The British Columbia Utilities Commission is expanding its traditional role from minding the public's money into one where social and environmental issues will also weigh on decisions about the future of crown agencies such as BC Hydro, Energy Minister Richard Neufeld said Tuesday.

Changes to the Utilities Commission Act were introduced this week in the legislature, and were described by one expert observer as the biggest shift in the commission's mandate in a generation.

Neufeld said the amended act is intended to reflect new government priorities including energy efficiency, conservation and demand management.

Key objectives include reduction of greenhouse gas emissions, enhanced regulatory support for clean and renewable energy, and more long-term planning for electricity generating and transmission infrastructure.

Neufeld said in the past the commission has made decisions exclusively upon economic considerations, and the government wanted to change that mandate "a bit."

"We depend on that quasi-judicial body to make some pretty significant decisions for us," Neufeld said in a telephone interview.

"It's not that the commission was doing anything wrong. They were actually living up to what the legislation said.
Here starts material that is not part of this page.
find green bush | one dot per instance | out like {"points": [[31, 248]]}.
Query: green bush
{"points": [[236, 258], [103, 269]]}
"The commission has to be aware that we want to maintain competitive [electricity] rates, to stay amongst the lowest rates in North America, but [also] to actually start looking at the social part of the world and also the environmental part of it. That's getting to be much more on people's minds than it used to be."

Energy sector commentator David Austin said government's concern about greenhouse gas emissions is central to the amended act, which incorporates most objectives of the B.C. Liberals' phase one and two Energy Plans.

"The electricity business in this province is at a critical juncture because for years we have been coasting along on the traditional way of generating and supplying electricity without regard to greenhouse gasses," Austin said in an interview.

"People haven't really taken into account what a reduction in greenhouse gasses is going to mean to the electricity business in this province.

"The government is looking ahead. It is not looking at the way we were doing things in the past because the utilities commission act itself was never set up to deal with something of the magnitude of GHGs."

Simon Fraser University energy economist Mark Jaccard, a chair of the BCUC in the mid-1990s, applauded the changes.

"The utilities commission act has needed updating for some time and I see these as welcome amendments that improve the ability of our regulated electric and natural gas companies to contribute to the province's greenhouse gas reduction goals. Once again, B.C. is proving to be a leader in North America and even globally," Jaccard said in an email.

NDP Opposition Leader Carole James said the party will take some time to study the proposed legislation, but she already has doubts that a utility regulator is the best tool for deciding policy on emissions.

"Is BCUC the right vehicle to be monitoring greenhouse gas?" James asked in a telephone interview.

"There will be questions from people I know -- it doesn't seem to us that it's the right mechanism to be doing that examining, to be reporting out.

"That will be the real issue for us to take a look at it."